Our objective was to examine the effects of N-methylacetazolamide (NMA), a non-carbonic anhydrase inhibitor, on the myocardial post-ischemic alterations. For it, isolated perfused rat hearts were assigned to the following groups: 1) nonischemic control (NIC):110 min of perfusion and 2) Ischemic control (IC): 30 min of global ischemia and 60 min of reperfusion (R). Both groups were repeated in presence of NMA (5 µM), which was administered during the first 10 min of R. Infarct size (IS) was measured by TTC staining. Developed pressure (LVDP) and end-diastolic pressure (LVEDP) of the left ventricle were used to assess systolic and diastolic function, respectively. The content of phosphorylated forms of Akt and PKCɛ were also evaluated. The changes of pHi in papillary muscle by immunofluorescence were determined. In isolated ventricular myocytesthe L-type Ca2+ current (ICa) with the whole-cell configuration of patch-clamp technique and intracellular Ca2+ transients (estimated by the Fura 2AM fluorescence ratio) simultaneously monitored with cell shortening were measured.

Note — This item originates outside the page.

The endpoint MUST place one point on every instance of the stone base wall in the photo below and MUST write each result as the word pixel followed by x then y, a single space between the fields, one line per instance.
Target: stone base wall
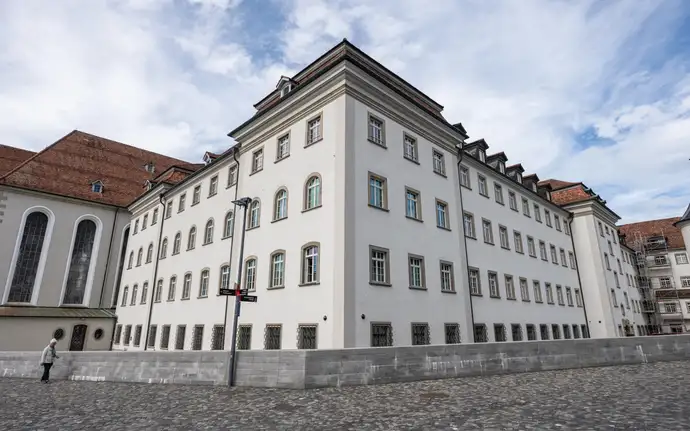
pixel 300 369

In NIC group the NMA decreased the contractility a 20 % vs 3 % in non-treated hearts. In IC group, NMA decreased IS (22 ± 2 % vs 32 ± 2 %, p < 0.05) and improved the post-ischemic recovery of myocardial function. At the end of R, LVDP was 54 ± 7 % vs 18 ± 3 % and LVEDP was 23 ± 8 vs. 55 ± 7 mmHg (p < 0.05). The P-Akt and P-PKCɛ levels increased 20 % in hearts treated with NMA comparedto IC non-treated hearts. In papillary muscle, NMA did not modified the pHi recovery from sustained intracellular acidosis. Peak I(Ca) density recorded at 0 mV was smaller in myocytes treated with NMA than non-treated (-2.01 ± 0.26 pA/pF vs -2.41 ± 0.27pA/pF, p < 0.05). Ca2+ transient amplitude and cell shortening, explored at 1 mM extracellular Ca2+, decreased but not significantly after NMA treatment.These data demonstrated that NMA cardioprotects the myocardium against ischemi-reperfusion injury. The diminution of Ltype Ca2+ current appears as the responsible mechanism, participating Akt and PKCɛ-dependent pathways.